Vado Ligure. A Vado è lutto per la comparsa di Janina Maciaszeck, deportata polacca e insegnante di lingue dell’Unisabazia. A ripercorrerne la vita sono i suoi stessi allievi, che raccontano i momenti salienti della sua esistenza e soprattutto il legame indissolubile con il savonese.

“Nonostante il dramma dovuto ad un periodo di prigionia in un campo di lavoro nazista in Germania a seguito dell’invasione polacca da parte dei tedeschi durante la seconda guerra mondiale – raccontano – Janina non rinuncia alla vita e all’amore. Anzi, nonostante gli stenti e i vestiti sgualciti e la lingua diversa, riconosce nel vadese Piero Levratto l’uomo della vita. Quest’ultimo, fratello del leggendario calciatore del Vado, fa breccia nel cuore della giovane polacca e comunicando in francese, lingua comune a entrambi, alla chiusura del campo convince Janina e seguirlo verso l’Italia alla ricerca della felicità di entrambi”.

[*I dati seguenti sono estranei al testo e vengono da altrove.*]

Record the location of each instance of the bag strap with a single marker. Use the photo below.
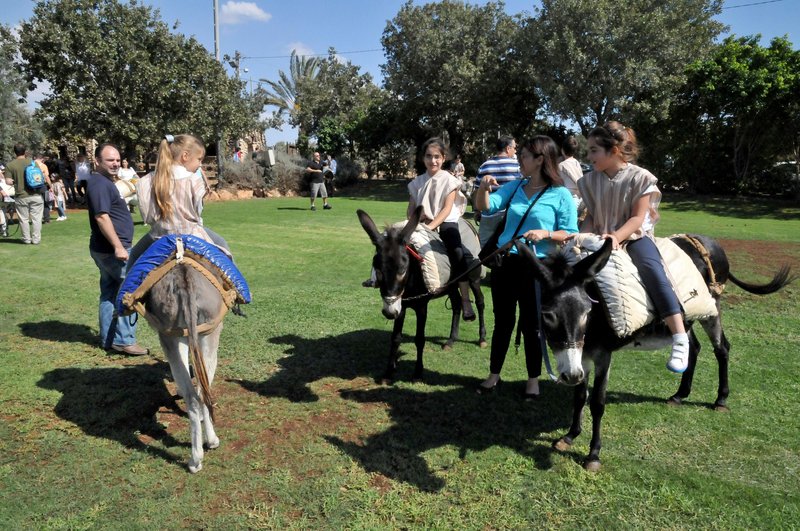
(502, 225)
(530, 206)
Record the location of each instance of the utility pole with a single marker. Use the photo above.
(220, 155)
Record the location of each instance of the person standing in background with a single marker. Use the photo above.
(503, 168)
(110, 244)
(29, 202)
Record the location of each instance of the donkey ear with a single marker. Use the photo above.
(369, 227)
(411, 226)
(586, 269)
(540, 271)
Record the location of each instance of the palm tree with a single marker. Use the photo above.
(284, 91)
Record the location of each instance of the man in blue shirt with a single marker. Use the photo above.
(504, 168)
(110, 245)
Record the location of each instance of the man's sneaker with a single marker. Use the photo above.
(130, 350)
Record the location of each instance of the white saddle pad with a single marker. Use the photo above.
(623, 295)
(435, 263)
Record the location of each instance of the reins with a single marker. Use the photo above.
(439, 291)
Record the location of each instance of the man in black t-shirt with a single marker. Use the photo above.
(316, 177)
(110, 245)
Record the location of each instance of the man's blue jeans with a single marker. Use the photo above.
(113, 330)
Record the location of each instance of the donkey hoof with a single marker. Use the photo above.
(592, 465)
(674, 400)
(562, 445)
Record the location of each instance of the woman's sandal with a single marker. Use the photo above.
(483, 390)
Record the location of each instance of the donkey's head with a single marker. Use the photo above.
(566, 306)
(391, 260)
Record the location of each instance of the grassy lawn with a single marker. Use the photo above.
(309, 440)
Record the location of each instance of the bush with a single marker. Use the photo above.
(244, 175)
(348, 172)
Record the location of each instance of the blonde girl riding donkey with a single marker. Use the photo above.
(171, 198)
(439, 194)
(622, 204)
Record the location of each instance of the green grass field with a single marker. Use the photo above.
(309, 440)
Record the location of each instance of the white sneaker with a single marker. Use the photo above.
(679, 359)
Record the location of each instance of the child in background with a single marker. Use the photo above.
(171, 197)
(439, 193)
(622, 205)
(59, 196)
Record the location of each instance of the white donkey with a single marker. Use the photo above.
(186, 309)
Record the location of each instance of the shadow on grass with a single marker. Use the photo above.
(376, 190)
(735, 207)
(457, 418)
(60, 331)
(116, 404)
(347, 356)
(444, 413)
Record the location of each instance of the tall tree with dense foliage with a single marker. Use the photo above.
(598, 59)
(16, 122)
(456, 68)
(738, 109)
(117, 72)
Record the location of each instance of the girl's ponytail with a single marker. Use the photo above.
(162, 180)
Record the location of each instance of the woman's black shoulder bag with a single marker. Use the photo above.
(495, 260)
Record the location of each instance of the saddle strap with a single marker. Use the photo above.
(134, 300)
(714, 287)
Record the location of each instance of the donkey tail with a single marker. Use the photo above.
(195, 354)
(781, 279)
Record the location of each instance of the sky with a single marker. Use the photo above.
(265, 32)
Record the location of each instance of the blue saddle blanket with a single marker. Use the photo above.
(163, 248)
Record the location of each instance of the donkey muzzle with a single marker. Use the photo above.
(392, 306)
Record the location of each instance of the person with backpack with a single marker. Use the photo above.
(29, 182)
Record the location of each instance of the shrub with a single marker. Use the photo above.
(348, 172)
(244, 175)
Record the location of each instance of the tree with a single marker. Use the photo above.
(598, 59)
(456, 68)
(741, 104)
(117, 73)
(285, 92)
(333, 105)
(16, 122)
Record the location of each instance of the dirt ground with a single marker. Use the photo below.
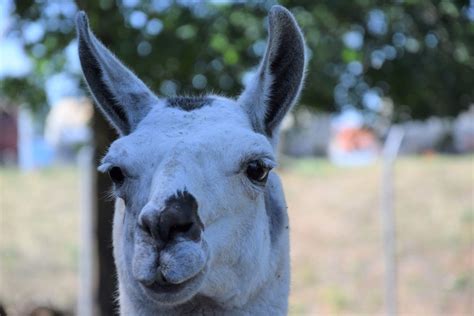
(336, 242)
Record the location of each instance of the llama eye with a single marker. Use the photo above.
(116, 175)
(257, 171)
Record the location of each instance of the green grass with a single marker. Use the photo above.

“Dopo un lungo viaggio della speranza, svolto prevalentemente a piedi dalla Polonia all’Italia, Janina capisce che non potrà più condurre la vita agiata come nel periodo prima dell’invasione polacca e dopo essere convolata a nozze si concentra sulla vita domestica e di coppia. E così lei, donna di cultura dedita allo studio e all’insegnamento, impara a cucinare a cucire e a portare avanti il menage familiare. Superati a pieni voti questi esami e realizzatosi come moglie, madre e nonna, sente il bisogno di nuove sfide personali, e riprende l’attività di insegnante impartendo, come volontaria, lezioni di francese e tedesco presso l’Unisabazia di Vado Ligure e preparando i ragazzi delle medie; la sua passione si scontra contro gli ostacoli offerti dalla burocrazia del comune vadese, cui ovvia con la propria disponibilità e generosità”.

“Superati i novant’anni, sente un desiderio fino allora silente, di testimoniare le vicissitudini giovanili e le conseguenze della guerra, in modo che le nuove generazioni sapessero e non ripetessero gli stessi sbagli, così si scopre scrittrice e lascia i posteri libri come ‘Nord o Sud’ e ‘La poltrona di Katzia’, che lei stessa promuove in occasione di eventi pubblici locali. L sua opera principale, ‘Nord o Sud’, racconta i momenti fatidici della ‘sliding doors’ della sua vita, quando scelse di riparare a Sud col suo Piero, nell’altra ‘La poltrona di Katzia’, racconta l’ amicizia avvenuta in treno, con un’altra deportata polacca”.

“L’attenzione per i giovani la vede impegnata ogni anno in occasione del giorno della memoria, presso le scuole medie vadesi, per spiegare cosa è stato il nazismo ed il fascismo; non nasconde il suo dissenso per i metodi di insegnamento attuali, il lassismo, l’allontanamento dai vecchi metodi tradizionali, la scarsa attenzione verso la grammatica della scuola attuale. Le sua capacità di comunicazione era semplice ma efficace, trasversale alle generazioni, il suo entusiasmo, il suo spessore culturale, la sua voglia di mettersi in gioco come insegnante, scrittrice etc. la rendeva talmente coinvolgente, da contare innumerevoli amicizie nel savonese. Le sue lezioni, oltre ad essere proficue, non erano mai povere di incisi sulla vita quotidiana e sempre farcite di consigli preziosi. Come non perdeva mai l’ occasione di ripetere, il mestiere di insegnante, al pari di quello di dottore o infermiere può essere svolto solo per vocazione”.

“La sua intelligenza e dinamismo intellettuale, le consentiva di essere sempre al passo coi tempi; se non fosse stato per le sue rughe, o per i suoi racconti sui suoi trascorsi in Polonia, nessuno avrebbe mai potuto indovinarne l’età. Una persona modestissima e discreta, da non fare sentire mai l’interlocutore inadeguato o banale, era portatrice, nonostante abbia convissuto in giovinezza col dolore, la morte e la paura, di un messaggio di speranza, di incitamento a migliorarsi e a credere in se stessi”.

Janina è scomparsa il 15 settembre, poco prima di compiere 96 anni, dopo un breve ricovero al San Paolo: “Le nuove generazioni hanno perso definitivamente ciò di cui hanno più bisogno: un modello a cui ispirarsi. Ma Janina ha lasciato una lezione importanti: ‘Solo dopo essere stati prossimi alla morte, privati di ogni dignità, libertà, affetti familiari si può attribuire il giusto significato alla parola vita’. Janina sapeva tutto questo, se lo era conquistato sul campo. Aveva compreso, nel corso della sua prigionia, che occorre lottare e migliorarsi continuamente.”